Clinical Translational Gastroenterology
Reuters Health - 07/04/2022 - Transcutaneous electrical acustimulation (TEA) at acupoint ST36 on the leg improves functional constipation by enhancing rectal sensation and parasympathetic activity, a small study suggests. 

"The role of rectal sensitivity in contributing to pathophysiology of functional constipation is not established; however, recent studies have reported rectal hyposensitivity in patients with functional constipation," researchers explain in Clinical and Translational Gastroenterology. 

TEA combines neuromodulation and electroacupuncture. It delivers weak electrical current to acupuncture points near peripheral nerves via electrodes placed on the skin using known parameters to improve autonomic functions. 

TEA has been shown to be effective in treating several functional gastrointestinal diseases, including gastroesophageal reflux disease, functional dyspepsia and constipation. 

These studies have consistently demonstrated TEA-induced improvement in GI motility and rectal sensation by enhancing parasympathetic activity. 

However, it's unclear whether TEA can improve both constipation and reduced rectal sensation in patients with chronic constipation. 

To investigate, Dr. Jiande Chen of the University of Michigan in Ann Arbor and colleagues evaluated the effect of acute TEA on rectal sensation; the effects of chronic TEA on rectal sensation and constipation; and the mechanisms involving autonomic functions in patients with functional constipation according to the Rome IV definition and reduced rectal sensation. 

In an acute study, they performed motility and sensation tests in 53 adults with constipation who were treated with TEA at ST36 or sham points. In a chronic study, 18 patients underwent two weeks of TEA or sham-TEA in a crossover design. TEA or sham-TEA was performed for one hour twice daily (morning and evening). 

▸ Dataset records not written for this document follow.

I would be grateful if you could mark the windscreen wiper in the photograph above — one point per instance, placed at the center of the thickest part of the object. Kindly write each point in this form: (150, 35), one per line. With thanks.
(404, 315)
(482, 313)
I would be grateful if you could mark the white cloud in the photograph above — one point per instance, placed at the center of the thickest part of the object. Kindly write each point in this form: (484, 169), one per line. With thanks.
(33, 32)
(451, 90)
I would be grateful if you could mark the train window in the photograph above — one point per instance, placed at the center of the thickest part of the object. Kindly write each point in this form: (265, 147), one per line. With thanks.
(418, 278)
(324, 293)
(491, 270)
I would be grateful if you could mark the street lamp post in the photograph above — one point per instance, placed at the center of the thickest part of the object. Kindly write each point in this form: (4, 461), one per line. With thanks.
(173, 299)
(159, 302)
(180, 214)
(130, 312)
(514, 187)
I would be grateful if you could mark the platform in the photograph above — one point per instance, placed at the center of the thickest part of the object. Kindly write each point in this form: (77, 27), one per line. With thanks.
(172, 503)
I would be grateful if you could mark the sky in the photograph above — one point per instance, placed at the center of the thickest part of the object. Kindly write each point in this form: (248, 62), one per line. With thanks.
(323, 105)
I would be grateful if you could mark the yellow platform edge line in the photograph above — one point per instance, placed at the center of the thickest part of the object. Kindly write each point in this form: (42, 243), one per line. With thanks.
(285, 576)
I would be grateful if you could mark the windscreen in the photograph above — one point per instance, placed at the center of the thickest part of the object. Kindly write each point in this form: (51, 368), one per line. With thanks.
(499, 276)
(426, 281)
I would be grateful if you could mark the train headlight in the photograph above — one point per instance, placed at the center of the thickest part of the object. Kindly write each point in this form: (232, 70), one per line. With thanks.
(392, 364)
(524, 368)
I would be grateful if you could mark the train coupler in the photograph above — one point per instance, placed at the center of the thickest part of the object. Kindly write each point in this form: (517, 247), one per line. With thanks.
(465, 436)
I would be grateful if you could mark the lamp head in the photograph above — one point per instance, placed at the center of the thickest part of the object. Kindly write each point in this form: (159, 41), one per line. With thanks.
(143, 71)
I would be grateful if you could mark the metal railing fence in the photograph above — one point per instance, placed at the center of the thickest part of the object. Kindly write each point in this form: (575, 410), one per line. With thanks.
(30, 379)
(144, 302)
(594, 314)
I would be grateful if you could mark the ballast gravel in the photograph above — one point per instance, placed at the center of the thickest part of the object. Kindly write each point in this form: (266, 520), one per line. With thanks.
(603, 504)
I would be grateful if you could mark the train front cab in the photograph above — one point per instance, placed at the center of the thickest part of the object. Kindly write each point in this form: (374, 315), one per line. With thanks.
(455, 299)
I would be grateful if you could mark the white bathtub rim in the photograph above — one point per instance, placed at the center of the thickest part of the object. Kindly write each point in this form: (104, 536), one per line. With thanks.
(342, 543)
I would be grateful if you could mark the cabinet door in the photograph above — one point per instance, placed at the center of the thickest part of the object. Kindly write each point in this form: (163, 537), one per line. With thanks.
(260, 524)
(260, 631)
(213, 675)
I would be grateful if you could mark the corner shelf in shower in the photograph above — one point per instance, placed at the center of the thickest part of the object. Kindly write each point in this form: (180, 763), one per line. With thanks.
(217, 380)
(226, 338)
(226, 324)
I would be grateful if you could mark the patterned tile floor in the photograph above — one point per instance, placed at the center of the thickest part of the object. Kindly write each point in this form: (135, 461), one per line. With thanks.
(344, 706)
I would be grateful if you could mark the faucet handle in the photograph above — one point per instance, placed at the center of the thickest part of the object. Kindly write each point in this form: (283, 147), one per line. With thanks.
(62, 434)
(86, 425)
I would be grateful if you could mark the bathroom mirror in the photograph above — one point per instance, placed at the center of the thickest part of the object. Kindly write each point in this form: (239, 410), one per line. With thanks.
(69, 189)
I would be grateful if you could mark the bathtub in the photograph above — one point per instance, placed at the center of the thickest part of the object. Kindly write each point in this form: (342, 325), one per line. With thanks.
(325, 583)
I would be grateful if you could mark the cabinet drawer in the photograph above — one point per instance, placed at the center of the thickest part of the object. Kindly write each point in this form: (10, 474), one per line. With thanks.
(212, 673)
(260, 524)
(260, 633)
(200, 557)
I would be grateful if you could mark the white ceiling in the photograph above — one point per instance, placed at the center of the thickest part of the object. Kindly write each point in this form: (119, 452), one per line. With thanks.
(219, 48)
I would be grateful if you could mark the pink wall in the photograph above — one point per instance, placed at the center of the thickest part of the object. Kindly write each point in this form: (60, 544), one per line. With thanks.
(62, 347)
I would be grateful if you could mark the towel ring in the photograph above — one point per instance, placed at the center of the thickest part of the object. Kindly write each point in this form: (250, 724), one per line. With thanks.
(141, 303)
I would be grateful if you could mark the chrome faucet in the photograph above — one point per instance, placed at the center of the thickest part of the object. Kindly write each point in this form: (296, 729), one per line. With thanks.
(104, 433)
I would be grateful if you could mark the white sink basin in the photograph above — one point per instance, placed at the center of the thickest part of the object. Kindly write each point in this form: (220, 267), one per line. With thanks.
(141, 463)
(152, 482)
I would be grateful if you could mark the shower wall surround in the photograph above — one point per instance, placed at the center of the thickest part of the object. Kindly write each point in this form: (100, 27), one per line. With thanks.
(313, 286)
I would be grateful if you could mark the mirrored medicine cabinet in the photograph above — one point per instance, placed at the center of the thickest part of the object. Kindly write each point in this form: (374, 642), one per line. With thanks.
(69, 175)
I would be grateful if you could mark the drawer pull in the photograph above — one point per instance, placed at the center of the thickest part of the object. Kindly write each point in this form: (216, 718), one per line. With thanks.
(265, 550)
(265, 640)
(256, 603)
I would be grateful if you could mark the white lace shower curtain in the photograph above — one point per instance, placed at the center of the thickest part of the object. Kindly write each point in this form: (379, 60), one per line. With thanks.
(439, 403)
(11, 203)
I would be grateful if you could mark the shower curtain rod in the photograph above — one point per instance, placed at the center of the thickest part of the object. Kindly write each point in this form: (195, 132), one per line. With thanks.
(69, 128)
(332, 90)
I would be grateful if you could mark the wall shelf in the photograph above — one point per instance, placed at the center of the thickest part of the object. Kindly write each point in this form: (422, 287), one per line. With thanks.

Compared with sham-TEA, chronic TEA increased spontaneous bowel movements (3.72 vs. 2.00 per week; P<0.0001) and significantly reduced constipation symptoms and increased quality of life (P<0.05), the researchers report. 

Acute TEA reduced the sensation threshold in response to rectal distention for urge of defecation and maximum tolerable volume (P<0.05 vs baseline) and chronic TEA reduced the sensation thresholds for first sensation and desire of defecation, and decreased the threshold volume to elicit the rectal anal inhibitory reflex (P<0.05), they observed. 

Both acute and chronic TEA increased parasympathetic activity (P<0.05). 

In an email to Reuters Health, Dr. Chen said the results show that TEA at ST36 "can be used to effectively treat functional constipation. It can improve rectal sensation, which has rarely been reported in other therapies. It can be self-administrated at home and is safe, and thus may benefit a large percentage of patient population." 

Patients were "receptive and adherent; four out of 24 patients were allergic to stimulation electrodes (normal EKG electrodes) and quit the study," Dr. Chen added. 

Dr. Chen cautioned that this therapy remains investigational and the next step is to "perform a multicenter study with a large sample size." 

The study device was made by Ningbo Maida Medical Device Company in China. The study was not funded and the authors have declared no conflicts of interest.